AlChemy models chemistry by treating molecules as lambda calculus terms and reactions as reductions. Two terms collide; one applies to the other; the result is a new term — a new molecule. The system generates emergent complexity because reduction can produce terms more complex than either input. But AlChemy's algebraic structure (what reactions are possible) and its dynamics (which reactions happen) were connected informally.
Bournez et al. formalize the connection as a functor. The algebraic model — the space of terms and their reduction rules — lives in one category. The dynamical model — the time evolution of populations of terms — lives in another. The functor maps algebraic structure to dynamical behavior, ensuring that every algebraic property has a corresponding dynamical consequence and vice versa.
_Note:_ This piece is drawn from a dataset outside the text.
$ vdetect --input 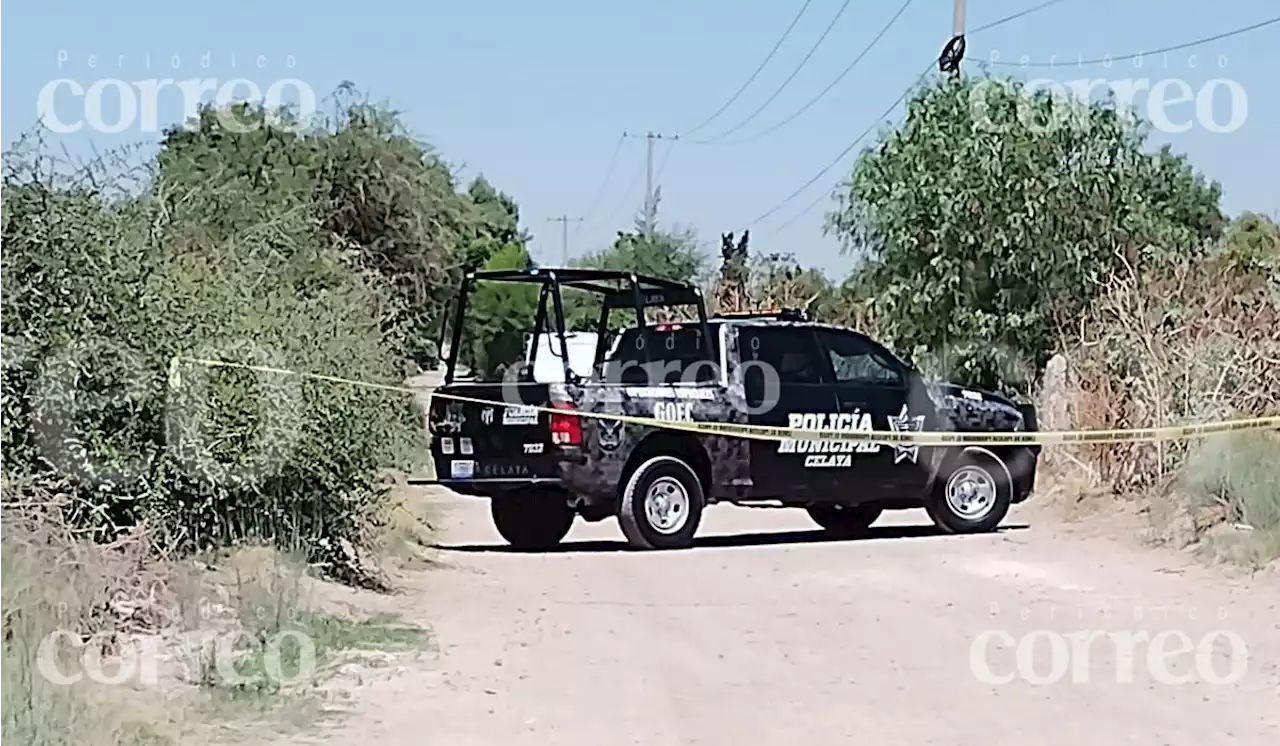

The generalization matters because it separates what can react from what does react. In the algebraic category, every valid reduction is present. In the dynamical category, concentrations, collision rates, and selection pressures determine which reductions actually occur. The functor preserves the structure while allowing the dynamics to select from it. This is the same separation that physical chemistry enforces: thermodynamics determines what reactions are possible; kinetics determines which ones happen.
The through-claim is about the formalization gap in artificial life. AlChemy worked — it produced self-organizing chemical networks, autocatalytic sets, parasitism, and evolution. But without a formal bridge between algebra and dynamics, it was unclear which emergent properties were consequences of the algebraic structure and which were artifacts of the particular dynamical implementation. The functor makes this distinction precise.